結局フードコートのテーブルで雑談し始めた。
すると、エレベーターの方から西条が歩いてくる。
キョロキョロと誰かを探してるような感じだった。そして、俺と目が合った途端こちらに向かって歩いてきた。
「やっと見つけ・・・・・た」
西条は、俺に声をかけてから"やらかした"と気づいたのだろう。
「優、だれ?この人」
「えっと・・・その」
「俺どっかで・・・あっ!西条恵!今話題の高校生グループの!」
「えっ?有名人?」
バレてしまった。これは西条が悪いとかではなく、悪いとしたら涼達の誘いを断りきれなかった自分にある。
「あぁ、そうだよ」
「あんた達どういう関係?」
「付き合ってはない!友達だ」
「そうね・・・友達・・・・・ね!」
西条は優のその返事を聞いて、少し表情が曇っていた。
「ふーん、そうなんだー」
真衣が、西条のことを足の爪先から頭の先端まで睨みつけるようにジロジロ見ている。
「お、おいやめろよ」
「あれ?庇うんだ、やさしー」
「なんか、お前変だぞ?」
「有名人と来てる優に嫉妬ー」
何故か真衣は西条に敵対意識を持っていたりするのだろうかと思うほど睨んでいた。
「あっ・・・じゃあ私帰るね?」
「あっ、西条!」
「桐島は楽しんでいいよ」
「そうだよ、優せっかくなんだしさぁ、」
「いや、先に遊ぶ約束をしたのは西条だから、西条が帰るんだったら俺も帰る、西条を家に送り届けないと」
「は?なにそれ、あっそじゃあ行けば??」
さっきは西条に睨んだと思えば、今度は俺に睨みつけてくる。
(なんなんだ、真衣やつ、本当よく分からん奴だ)
「・・・・・・そういうことか」
「なんだ?西条?」
「・・・・・・なんでもない」
西条が、怒るのも無理はない。
二人で遊んでいたのに、いきなりいなくなって、他の友達と遊んでいるなんて、怒るに決まっている。

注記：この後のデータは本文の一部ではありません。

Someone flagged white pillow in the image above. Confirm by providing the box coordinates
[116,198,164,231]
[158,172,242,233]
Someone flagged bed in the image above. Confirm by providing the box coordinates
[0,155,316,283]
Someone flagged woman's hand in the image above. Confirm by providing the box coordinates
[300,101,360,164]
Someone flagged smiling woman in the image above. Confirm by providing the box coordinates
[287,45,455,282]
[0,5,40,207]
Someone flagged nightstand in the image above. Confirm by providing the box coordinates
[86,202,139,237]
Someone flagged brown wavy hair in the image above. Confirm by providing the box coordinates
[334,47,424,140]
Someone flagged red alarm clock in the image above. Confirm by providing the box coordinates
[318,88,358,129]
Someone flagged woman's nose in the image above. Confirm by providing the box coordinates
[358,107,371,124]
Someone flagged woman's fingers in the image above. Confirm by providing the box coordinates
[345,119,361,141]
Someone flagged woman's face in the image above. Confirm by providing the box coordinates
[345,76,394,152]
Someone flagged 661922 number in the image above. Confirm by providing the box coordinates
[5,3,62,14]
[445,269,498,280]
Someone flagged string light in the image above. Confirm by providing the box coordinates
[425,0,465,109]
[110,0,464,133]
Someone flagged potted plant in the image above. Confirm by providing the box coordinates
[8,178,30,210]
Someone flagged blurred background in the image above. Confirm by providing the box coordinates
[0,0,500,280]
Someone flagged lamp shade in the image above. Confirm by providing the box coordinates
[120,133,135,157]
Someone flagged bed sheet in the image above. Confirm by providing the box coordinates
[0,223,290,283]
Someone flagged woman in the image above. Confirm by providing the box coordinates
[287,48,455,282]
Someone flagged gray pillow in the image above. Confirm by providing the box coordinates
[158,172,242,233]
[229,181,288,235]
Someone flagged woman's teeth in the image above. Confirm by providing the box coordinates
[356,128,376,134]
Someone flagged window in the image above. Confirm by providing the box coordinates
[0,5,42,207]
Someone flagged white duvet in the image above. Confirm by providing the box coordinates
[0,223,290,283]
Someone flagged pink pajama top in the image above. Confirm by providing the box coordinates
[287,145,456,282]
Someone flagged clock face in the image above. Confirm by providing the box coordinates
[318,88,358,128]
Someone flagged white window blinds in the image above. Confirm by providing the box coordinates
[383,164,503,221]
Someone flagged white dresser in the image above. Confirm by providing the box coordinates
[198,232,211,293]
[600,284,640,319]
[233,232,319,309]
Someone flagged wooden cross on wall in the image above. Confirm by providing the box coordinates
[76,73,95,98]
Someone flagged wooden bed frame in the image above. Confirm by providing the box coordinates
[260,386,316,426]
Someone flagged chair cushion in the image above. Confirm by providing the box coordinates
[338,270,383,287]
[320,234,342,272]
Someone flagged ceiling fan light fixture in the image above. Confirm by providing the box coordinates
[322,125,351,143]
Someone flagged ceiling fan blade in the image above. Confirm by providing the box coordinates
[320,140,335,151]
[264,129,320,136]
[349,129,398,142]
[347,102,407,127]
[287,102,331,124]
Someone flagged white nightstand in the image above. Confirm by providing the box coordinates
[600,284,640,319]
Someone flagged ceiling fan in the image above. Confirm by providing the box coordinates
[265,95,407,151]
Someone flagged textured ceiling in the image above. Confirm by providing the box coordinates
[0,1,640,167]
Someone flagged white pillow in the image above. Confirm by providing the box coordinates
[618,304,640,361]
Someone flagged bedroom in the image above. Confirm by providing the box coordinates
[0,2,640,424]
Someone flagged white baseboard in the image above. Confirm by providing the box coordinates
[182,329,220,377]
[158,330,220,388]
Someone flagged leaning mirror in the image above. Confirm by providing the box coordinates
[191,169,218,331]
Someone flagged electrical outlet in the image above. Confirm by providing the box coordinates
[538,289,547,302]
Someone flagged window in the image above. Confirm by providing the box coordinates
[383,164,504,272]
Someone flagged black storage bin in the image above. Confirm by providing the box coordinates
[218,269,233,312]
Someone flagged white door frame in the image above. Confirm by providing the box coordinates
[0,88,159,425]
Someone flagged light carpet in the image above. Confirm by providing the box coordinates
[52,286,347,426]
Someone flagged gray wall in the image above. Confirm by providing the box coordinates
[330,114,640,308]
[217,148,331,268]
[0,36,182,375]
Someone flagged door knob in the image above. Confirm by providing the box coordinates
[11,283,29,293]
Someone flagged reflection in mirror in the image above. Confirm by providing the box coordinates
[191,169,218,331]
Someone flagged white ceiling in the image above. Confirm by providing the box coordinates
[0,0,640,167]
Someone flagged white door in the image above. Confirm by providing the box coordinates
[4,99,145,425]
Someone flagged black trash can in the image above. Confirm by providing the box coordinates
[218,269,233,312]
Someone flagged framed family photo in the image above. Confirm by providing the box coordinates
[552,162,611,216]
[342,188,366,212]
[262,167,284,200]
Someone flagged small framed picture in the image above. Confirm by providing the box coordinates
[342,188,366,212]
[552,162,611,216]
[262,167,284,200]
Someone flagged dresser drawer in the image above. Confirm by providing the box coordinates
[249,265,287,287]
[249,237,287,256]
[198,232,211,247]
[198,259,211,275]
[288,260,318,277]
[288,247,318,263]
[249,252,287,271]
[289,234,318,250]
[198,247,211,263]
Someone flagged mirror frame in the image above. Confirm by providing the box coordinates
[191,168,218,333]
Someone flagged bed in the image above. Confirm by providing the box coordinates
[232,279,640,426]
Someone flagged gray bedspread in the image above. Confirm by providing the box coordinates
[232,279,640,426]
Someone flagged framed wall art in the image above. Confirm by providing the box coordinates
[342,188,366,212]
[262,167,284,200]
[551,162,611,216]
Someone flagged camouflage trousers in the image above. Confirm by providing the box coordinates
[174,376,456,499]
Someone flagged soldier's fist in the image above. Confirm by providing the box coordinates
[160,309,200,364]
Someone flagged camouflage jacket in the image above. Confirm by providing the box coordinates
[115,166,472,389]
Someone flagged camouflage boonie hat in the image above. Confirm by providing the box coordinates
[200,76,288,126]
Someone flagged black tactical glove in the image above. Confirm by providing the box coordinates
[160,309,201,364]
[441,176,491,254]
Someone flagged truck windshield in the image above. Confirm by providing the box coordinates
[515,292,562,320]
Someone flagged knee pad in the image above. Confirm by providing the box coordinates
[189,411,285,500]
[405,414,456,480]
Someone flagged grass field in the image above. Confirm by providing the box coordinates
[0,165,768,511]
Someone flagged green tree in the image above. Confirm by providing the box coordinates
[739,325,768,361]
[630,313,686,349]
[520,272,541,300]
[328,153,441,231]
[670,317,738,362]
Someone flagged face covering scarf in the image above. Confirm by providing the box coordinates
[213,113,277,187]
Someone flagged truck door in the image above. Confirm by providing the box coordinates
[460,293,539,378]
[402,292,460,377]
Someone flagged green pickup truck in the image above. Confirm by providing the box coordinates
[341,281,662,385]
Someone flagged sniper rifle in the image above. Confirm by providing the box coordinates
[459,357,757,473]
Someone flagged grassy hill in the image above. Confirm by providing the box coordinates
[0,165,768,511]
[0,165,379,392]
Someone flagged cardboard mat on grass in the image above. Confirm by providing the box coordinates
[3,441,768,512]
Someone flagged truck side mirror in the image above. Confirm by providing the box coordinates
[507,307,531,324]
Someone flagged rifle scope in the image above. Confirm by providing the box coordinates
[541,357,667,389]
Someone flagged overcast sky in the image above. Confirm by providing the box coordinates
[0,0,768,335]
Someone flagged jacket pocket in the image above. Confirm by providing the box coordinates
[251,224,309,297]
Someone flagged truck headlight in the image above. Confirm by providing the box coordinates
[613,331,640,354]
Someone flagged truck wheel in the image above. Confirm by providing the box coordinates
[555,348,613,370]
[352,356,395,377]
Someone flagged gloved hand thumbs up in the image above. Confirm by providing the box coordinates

そのあと西条は、西条がよく行くというクレープ屋さんのクレープ二つをご馳走し機嫌を直してもらった。
西条曰く、「私と約束してたんだから、誘われても断るってことをしなかった訳?!」と怒られてしまった。
子供が親に怒られたかのように俺は、ただ反省しか出来なかった。
「まぁ、それとは別に不機嫌だったというか、少しがっかりというか」
「別に俺、なんかしたか?」
「んー?ライバル増えちゃったなぁーって」
「ライバルって?」
「アンタは知らなくてもいいの!!」
と持っていたバックでボフッと殴られる。
「でも、ちょっと嬉しかったよ?あの時クラスの子達じゃなくて、私を選んでくれたこと」
「それは、当然のことだろ」
「しかも、水着姿も可愛いって言ってもらえたし、えへへ、今日はもう満足かな!」
そう言って、少しはにかみ笑いのような西条を見た時、ドキッと心臓が鳴った。
その後の心臓の音はドクンドクンと、周囲に聞こえるんじゃないかと思うくらい大きかった。